Un des paysans hocha la tête et objecta :

— Le lac est profond ; si bon nageur que vous soyez, vous n’y pourrez tenir longtemps… Comment ferez-vous, Seigneur ?

— J’ai envoyé Bastien quérir un bon paquet de cordes… Il m’attachera solidement sous les bras et me laissera descendre jusqu’au fin fond de l’eau.

Les paysans le regardent avec des yeux écarquillés et les plus familiers d’entre eux hasardent quelque objection :

— C’est un gros risque à courir !

— Il ne faut tenter Dieu ni le diable !

Tandis qu’ils s’émiettent en petits groupes et s’ébaubissent tout bas de la témérité de leur jeune seigneur, Mauricet sent une petite main se poser sur son épaule. Il se retourne et reconnaît une jolie fille du voisinage, Denise dont le père habite un château près de Talloires, et avec laquelle, le jeune archer est fiancé depuis la Noël. Denise a de brûlants yeux noirs, la mine coquettement éveillée. C’est une brune au corps souple, aux façons gentiment enveloppantes. Elle prend son promis par le bras et l’entraîne à l’écart, sous les noyers.

— Mauricet, murmure-t-elle, est-ce que sérieusement tu vas poursuivre cette affreuse bête jusqu’au fond de l’eau ?

— Oui bien, ma mie, je l’irai chercher dans son repaire et je lui donnerai un bon coup : cela ne traînera pas, je t’en réponds.

— C’est de la folie et, si tu m’aimes vraiment, tu ne me causeras pas un pareil souci.

— Ne te tourmente pas, mignonne, ce sera l’affaire d’une heure et je serai de retour pour midi… Tu m’attendras sur le bord avec Bastien.

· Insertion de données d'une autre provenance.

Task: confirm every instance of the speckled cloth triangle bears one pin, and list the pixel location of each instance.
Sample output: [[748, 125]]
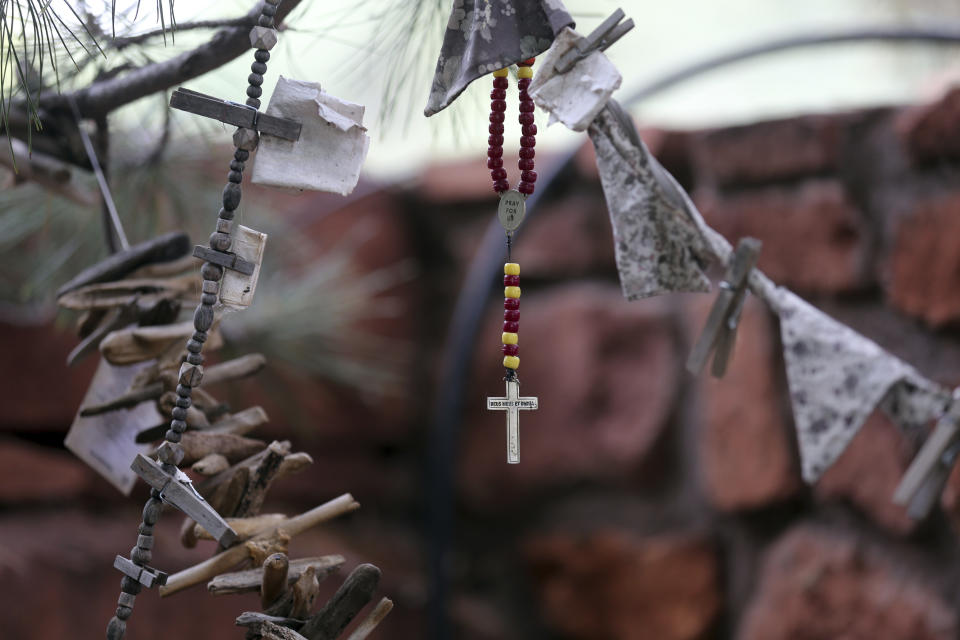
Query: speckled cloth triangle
[[837, 378], [485, 35]]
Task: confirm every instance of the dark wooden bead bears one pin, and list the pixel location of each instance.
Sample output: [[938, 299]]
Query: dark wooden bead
[[231, 196], [129, 585], [212, 272], [203, 318]]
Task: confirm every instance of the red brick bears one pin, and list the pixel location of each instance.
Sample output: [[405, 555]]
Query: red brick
[[924, 262], [612, 585], [579, 223], [746, 452], [41, 392], [770, 151], [817, 584], [868, 472], [29, 473], [605, 373], [932, 132], [814, 239]]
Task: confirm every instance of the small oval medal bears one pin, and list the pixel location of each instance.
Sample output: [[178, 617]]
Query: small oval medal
[[511, 210]]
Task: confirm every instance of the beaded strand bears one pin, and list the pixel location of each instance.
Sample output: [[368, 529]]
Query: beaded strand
[[191, 372], [528, 139]]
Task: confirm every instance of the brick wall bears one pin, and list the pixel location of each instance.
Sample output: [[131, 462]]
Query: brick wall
[[648, 504]]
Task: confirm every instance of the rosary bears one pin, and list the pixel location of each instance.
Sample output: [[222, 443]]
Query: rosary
[[510, 213]]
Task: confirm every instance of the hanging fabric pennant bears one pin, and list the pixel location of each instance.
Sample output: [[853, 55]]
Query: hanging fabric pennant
[[483, 36], [655, 247], [837, 378]]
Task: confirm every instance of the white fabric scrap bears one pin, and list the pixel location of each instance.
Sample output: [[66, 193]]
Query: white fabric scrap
[[837, 378], [577, 96], [332, 146], [655, 247]]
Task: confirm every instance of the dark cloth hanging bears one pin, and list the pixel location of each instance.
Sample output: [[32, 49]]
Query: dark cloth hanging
[[485, 35]]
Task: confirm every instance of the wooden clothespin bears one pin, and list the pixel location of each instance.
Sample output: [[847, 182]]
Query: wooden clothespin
[[609, 31], [234, 113], [178, 491], [922, 484], [720, 332]]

— Et si tu ne revenais pas !

— Je reviendrai et je te rapporterai de là-bas quelques bijoux. Tu sais qu’on trouve des pierres précieuses au fond du lac.

— Je me moque de tes bijoux, c’est toi que je veux !… s’écrie impétueusement Denise, dont les yeux noirs deviennent humides.

Mais tandis qu’elle se dépite, Bastien arrive avec son paquet de cordes. L’opiniâtre Mauricet se fait nouer le câble sur les reins et sous les épaules, assure ses flèches dans l’étui, empoigne son arbalète, embrasse la boudeuse Denise, puis, se tournant vers Bastien :

— Toi, dit-il, attends-moi avec elle sur la berge, et quand tu verras la corde remuer, remonte-moi vivement… Au revoir, à bientôt !

Là-dessus, il se signe, se laisse choir dans le lac couleur d’azur, puis disparaît, tandis qu’au-dessus de lui, l’eau se plisse, bouillonne et décrit des cercles moirés, qui vont s’élargissant jusqu’à la rive opposée.